The largest contributor to expected losses is secured by a 155,012 square foot (sf) mixed-use (office and retail) property (1.4% of the pool) located in Savannah, GA. The loan transferred to the special servicer in July 2013 due to a payment default. Foreclosure occurred in May 2014 and the property subsequently became real estate owned (REO). The servicer has addressed some deferred maintenance issues and continues to increase occupancy, which is currently at 55%. A sale is expected to occur in late 2015.

The next largest contributor to expected losses is also specially serviced and is secured by a portfolio of industrial properties (0.7%) located in Illinois. The loan transferred to the special servicer January 2013 due to the borrower's failure to remit the November 2012 payment. One of the four properties was sold in June 2013 with the net proceeds applied to the loan. Foreclosure occurred on the remaining three properties in November 2014. The servicer is now attempting to the sell the properties via auction. According to the April 2015 rent roll, the portfolio is 75% occupied.

The third largest contributor to expected losses is secured by a 260 unit multifamily property (0.9%) built in 2004 and located in Phoenix, AZ. The loan was placed on the servicer watchlist due to declining occupancy, rents, and debt service coverage ratio. The debt service coverage ratio (DSCR) of the loan dropped from 2.10x at issuance to 0.64x as of year-end 2014. Occupancy at the property was 79% as of year-end 2014. Despite the low coverage ratio, the loan remains current.

RATING SENSITIVITIES
Rating Outlooks on classes A-4 through D are expected to remain Stable due to increasing credit enhancement. Upgrades may be warranted with continued paydown and stable performance. The distressed class E through K notes are susceptible to further downgrades as losses are realized.

DUE DILIGENCE USAGE
No third party due diligence was provided or reviewed in relation to this rating action.
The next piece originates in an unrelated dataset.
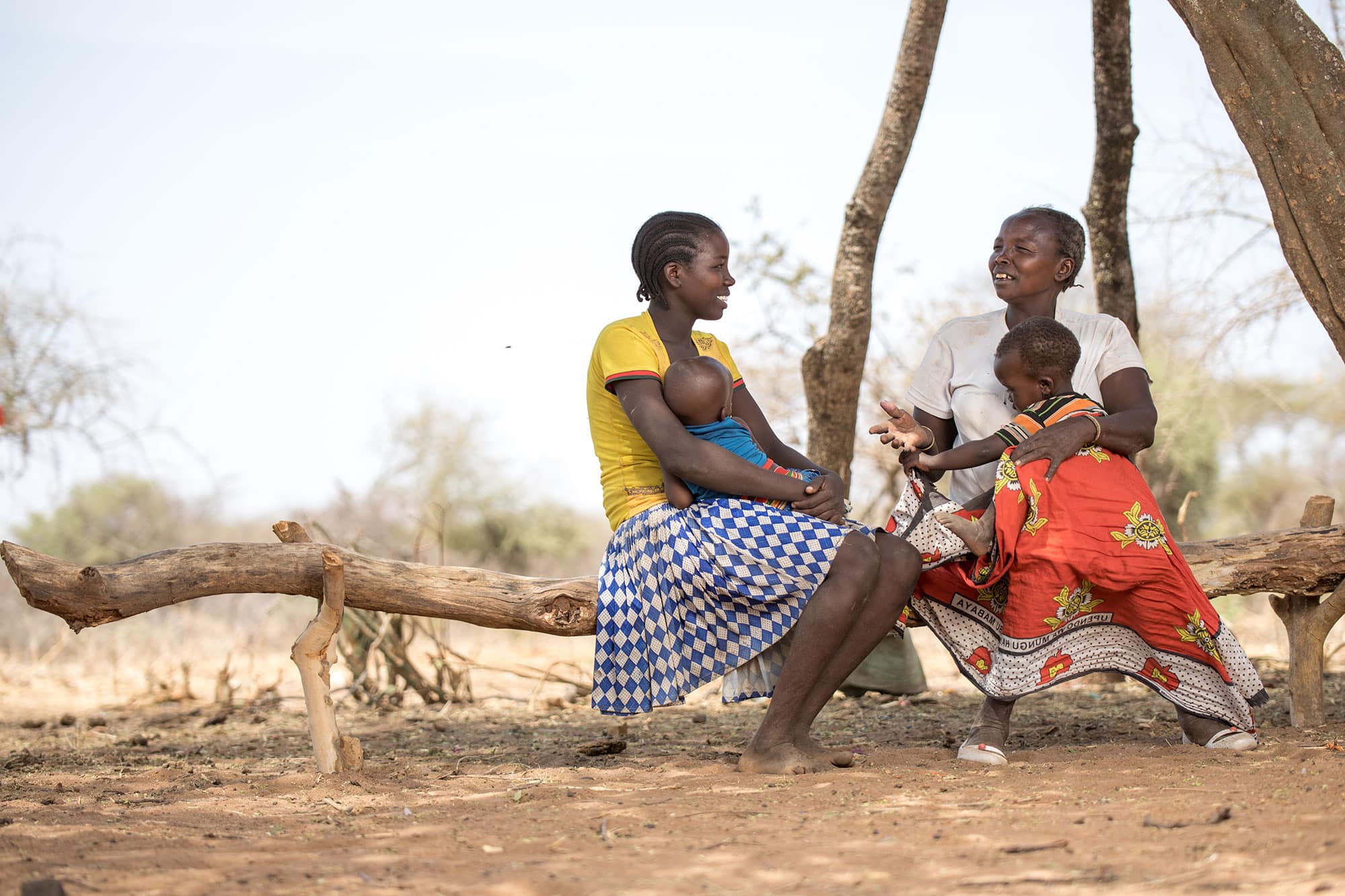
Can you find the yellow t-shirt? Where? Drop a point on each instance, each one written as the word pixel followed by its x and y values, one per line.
pixel 631 349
Fitch downgrades the following class as indicated:

--\\$10.1 million class H to 'Csf' from 'CCsf', RE 0%.

Fitch affirms the following classes and revises the RE as indicated:

--\\$12.1 million class F at 'CCCsf', RE 40%.

Fitch affirms the following classes as indicated:

--\\$726.9 million class A-4 at 'AAAsf'; Outlook Stable;
--\\$161.4 million class A-M at 'AAAsf'; Outlook Stable;
--\\$113 million class A-J at 'Asf'; Outlook Stable;
--\\$32.3 million class B at 'BBB-sf'; Outlook Stable;
--\\$16.1 million class C at 'BBsf'; Outlook Stable;
--\\$26.2 million class D at 'Bsf'; Outlook Stable;
--\\$14.1 million class E at 'CCCsf'; RE 100%;
--\\$14.1 million class G at 'CCsf'; RE 0%;
--\\$4 million class J at 'Csf'; RE 0%;
--\\$4 million class K at 'Csf'; RE 0%;
--\\$891,411 class L at 'Dsf'; RE 0%;
--\\$0 class M at 'Dsf'; RE 0%;
--\\$0 class N at 'Dsf'; RE 0%;
--\\$0 class O at 'Dsf'; RE 0%.

The class A-1, A-2, A-3 and A-AB certificates have paid in full. Fitch does not rate the class P certificates. Fitch previously withdrew the rating on the interest-only class X certificates.